Ветер понизился до трех баллов, море лишь рябило, и дождь ослабел, превратившись из проливного в просто сильный. Монтгомери в непромокаемом костюме стоял у лебедки. Самолет, все еще неприятно подпрыгивая на воде, медленно, но неуклонно приближался к корме водолазного судна. Матросы с кислородно-ацетиленовыми резаками, тоже в непромокаемой одежде, стояли наготове у леерного ограждения.

– Ваши люди смогут удержаться на ногах? – спросил Тэлбот.

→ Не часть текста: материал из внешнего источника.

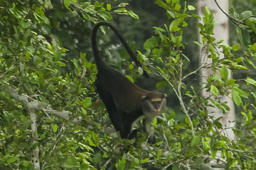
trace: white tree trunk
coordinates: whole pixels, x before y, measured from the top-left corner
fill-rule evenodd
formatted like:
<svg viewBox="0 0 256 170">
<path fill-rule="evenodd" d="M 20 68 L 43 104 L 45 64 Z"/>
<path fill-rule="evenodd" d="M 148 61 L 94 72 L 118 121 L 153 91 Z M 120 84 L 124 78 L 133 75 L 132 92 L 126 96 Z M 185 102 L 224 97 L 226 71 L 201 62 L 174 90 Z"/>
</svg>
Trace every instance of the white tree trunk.
<svg viewBox="0 0 256 170">
<path fill-rule="evenodd" d="M 229 11 L 229 0 L 217 0 L 218 4 L 221 8 L 226 13 Z M 213 12 L 214 16 L 214 20 L 219 24 L 214 26 L 213 33 L 216 41 L 220 40 L 223 40 L 223 43 L 228 44 L 229 40 L 229 21 L 228 18 L 222 12 L 221 10 L 218 8 L 218 6 L 213 0 L 199 0 L 198 1 L 198 15 L 202 18 L 204 16 L 205 7 L 207 6 L 211 12 Z M 201 20 L 200 22 L 202 22 Z M 200 36 L 200 35 L 199 35 Z M 202 42 L 201 38 L 199 41 Z M 210 64 L 212 61 L 211 59 L 207 58 L 207 54 L 204 54 L 202 52 L 202 49 L 200 49 L 200 64 Z M 205 55 L 206 54 L 206 55 Z M 220 59 L 222 59 L 223 55 L 222 53 L 220 53 Z M 213 73 L 211 69 L 203 69 L 201 70 L 201 81 L 203 83 L 207 82 L 207 78 L 209 75 Z M 220 75 L 220 77 L 221 76 Z M 230 77 L 230 71 L 229 70 L 229 77 Z M 204 87 L 205 85 L 203 84 L 202 87 Z M 205 97 L 208 97 L 211 95 L 211 92 L 205 91 L 205 88 L 202 93 L 202 95 Z M 222 110 L 217 107 L 207 107 L 209 113 L 210 115 L 213 116 L 214 119 L 221 117 L 223 117 L 221 120 L 221 123 L 222 125 L 223 128 L 225 128 L 223 131 L 225 135 L 230 140 L 235 139 L 235 135 L 232 130 L 232 128 L 235 126 L 235 110 L 234 102 L 232 101 L 231 95 L 229 96 L 220 96 L 221 102 L 227 102 L 227 105 L 230 108 L 230 111 L 228 111 L 225 114 L 223 114 Z M 211 103 L 209 103 L 211 104 Z"/>
</svg>

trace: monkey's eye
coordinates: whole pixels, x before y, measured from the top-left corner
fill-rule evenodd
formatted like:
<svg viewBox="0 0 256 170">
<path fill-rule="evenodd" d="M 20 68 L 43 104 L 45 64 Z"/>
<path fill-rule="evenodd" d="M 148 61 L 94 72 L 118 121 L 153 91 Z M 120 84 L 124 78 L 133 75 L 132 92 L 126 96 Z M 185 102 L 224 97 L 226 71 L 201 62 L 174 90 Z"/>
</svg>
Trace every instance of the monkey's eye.
<svg viewBox="0 0 256 170">
<path fill-rule="evenodd" d="M 148 100 L 148 96 L 147 95 L 144 95 L 142 97 L 141 97 L 141 99 L 142 100 Z"/>
</svg>

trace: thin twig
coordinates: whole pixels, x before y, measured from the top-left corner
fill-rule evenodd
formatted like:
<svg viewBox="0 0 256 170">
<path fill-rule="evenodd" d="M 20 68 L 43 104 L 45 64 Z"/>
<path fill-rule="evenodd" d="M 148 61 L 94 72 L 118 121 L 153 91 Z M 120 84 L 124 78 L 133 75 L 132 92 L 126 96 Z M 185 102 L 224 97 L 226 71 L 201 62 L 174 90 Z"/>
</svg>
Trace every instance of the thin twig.
<svg viewBox="0 0 256 170">
<path fill-rule="evenodd" d="M 239 24 L 244 25 L 245 26 L 247 26 L 246 24 L 245 24 L 243 23 L 242 22 L 237 21 L 236 19 L 235 19 L 234 18 L 232 18 L 232 17 L 231 17 L 229 15 L 228 15 L 228 14 L 227 14 L 226 12 L 225 12 L 225 11 L 223 10 L 223 9 L 221 8 L 221 7 L 220 7 L 220 5 L 219 5 L 219 4 L 218 4 L 218 2 L 217 2 L 217 1 L 216 0 L 214 0 L 214 1 L 215 2 L 215 3 L 216 3 L 216 5 L 217 5 L 217 6 L 222 11 L 222 12 L 224 14 L 225 14 L 226 15 L 226 16 L 227 16 L 227 17 L 229 19 L 230 19 L 231 20 L 231 21 L 232 21 L 236 26 L 238 26 L 239 25 L 237 23 L 239 23 Z"/>
</svg>

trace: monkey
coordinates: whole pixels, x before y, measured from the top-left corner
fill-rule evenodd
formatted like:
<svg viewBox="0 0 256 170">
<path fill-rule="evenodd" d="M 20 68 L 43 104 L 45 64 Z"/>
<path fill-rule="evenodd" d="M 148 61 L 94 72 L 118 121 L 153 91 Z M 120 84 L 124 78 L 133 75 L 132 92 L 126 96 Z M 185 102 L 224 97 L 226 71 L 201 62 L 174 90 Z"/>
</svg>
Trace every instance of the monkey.
<svg viewBox="0 0 256 170">
<path fill-rule="evenodd" d="M 149 91 L 132 83 L 123 74 L 108 66 L 100 56 L 96 43 L 97 31 L 100 26 L 107 26 L 117 35 L 137 67 L 141 64 L 124 37 L 111 24 L 106 22 L 96 24 L 92 33 L 92 47 L 98 69 L 95 83 L 100 97 L 102 100 L 109 116 L 121 138 L 130 139 L 136 133 L 132 132 L 134 123 L 143 119 L 144 130 L 149 136 L 148 141 L 155 143 L 154 131 L 151 130 L 151 122 L 164 111 L 166 94 Z M 144 75 L 149 77 L 143 70 Z"/>
</svg>

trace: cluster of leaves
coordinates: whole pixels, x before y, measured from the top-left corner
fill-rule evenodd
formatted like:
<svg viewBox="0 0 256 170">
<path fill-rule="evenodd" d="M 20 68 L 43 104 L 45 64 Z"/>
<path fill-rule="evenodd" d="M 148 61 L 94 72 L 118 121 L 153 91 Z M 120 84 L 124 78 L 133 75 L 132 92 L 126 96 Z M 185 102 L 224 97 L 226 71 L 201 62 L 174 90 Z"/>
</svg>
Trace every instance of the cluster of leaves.
<svg viewBox="0 0 256 170">
<path fill-rule="evenodd" d="M 104 129 L 110 123 L 94 87 L 97 69 L 90 62 L 88 42 L 92 23 L 111 20 L 116 14 L 138 17 L 126 9 L 127 3 L 112 7 L 92 1 L 0 2 L 0 169 L 33 169 L 32 151 L 37 146 L 42 169 L 196 169 L 197 165 L 216 159 L 218 151 L 227 158 L 224 166 L 227 169 L 256 168 L 256 145 L 252 142 L 256 139 L 256 125 L 252 123 L 255 103 L 244 100 L 256 99 L 256 94 L 240 88 L 243 82 L 253 86 L 256 81 L 249 77 L 243 81 L 229 79 L 227 69 L 247 69 L 241 61 L 252 65 L 251 58 L 256 57 L 256 44 L 241 42 L 247 55 L 237 57 L 234 52 L 239 44 L 230 47 L 221 41 L 215 42 L 213 16 L 206 8 L 204 24 L 198 26 L 203 43 L 195 42 L 213 60 L 210 67 L 213 73 L 205 88 L 212 92 L 213 98 L 202 98 L 195 87 L 186 82 L 187 77 L 199 69 L 182 74 L 189 60 L 182 51 L 186 47 L 182 42 L 183 28 L 188 26 L 185 19 L 201 18 L 193 13 L 195 8 L 186 3 L 156 0 L 166 10 L 171 22 L 163 28 L 153 28 L 155 35 L 144 43 L 145 53 L 137 51 L 137 58 L 144 68 L 149 71 L 147 68 L 151 68 L 164 79 L 157 83 L 157 87 L 172 89 L 188 116 L 184 121 L 175 120 L 175 113 L 168 108 L 161 119 L 152 123 L 158 141 L 154 145 L 145 143 L 147 136 L 140 132 L 136 140 L 112 138 L 102 133 L 107 132 Z M 244 20 L 249 21 L 246 23 L 247 31 L 253 32 L 254 19 L 249 15 L 244 15 Z M 102 31 L 105 33 L 104 29 Z M 216 50 L 220 48 L 223 49 L 223 59 L 220 59 Z M 114 62 L 111 64 L 122 68 Z M 127 67 L 126 73 L 132 80 L 138 73 L 142 73 L 141 68 L 134 69 L 133 64 Z M 6 92 L 9 86 L 17 89 L 20 94 L 50 104 L 55 110 L 69 111 L 74 118 L 80 116 L 82 126 L 38 111 L 38 141 L 32 144 L 27 108 Z M 206 109 L 211 100 L 213 107 L 223 112 L 229 110 L 218 96 L 230 94 L 242 110 L 244 118 L 242 126 L 234 130 L 238 136 L 236 142 L 230 141 L 222 134 L 220 119 L 212 121 Z"/>
</svg>

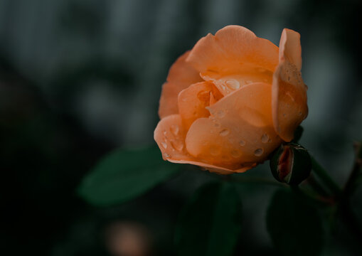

– Это будет нелегко. Самолет должен немного устояться, когда мы закрепим его по носу и корме, и все наши люди, конечно же, будут привязаны. Но этот дождь совсем некстати. Я думаю, мы добьемся определенного прогресса, но он будет медленным. Возможно, нынешняя погода – лучшая, на которую мы можем рассчитывать. Нет смысла оставаться здесь, коммандер, лучше идите и поспите. Я дам вам знать, когда мы вырежем секцию и будем готовы к подъему. – Он стер капли дождя с лица. – Я слышал, вы потеряли вашего старшего стюарда? Это странно, черт возьми. Вы подозреваете грязную игру?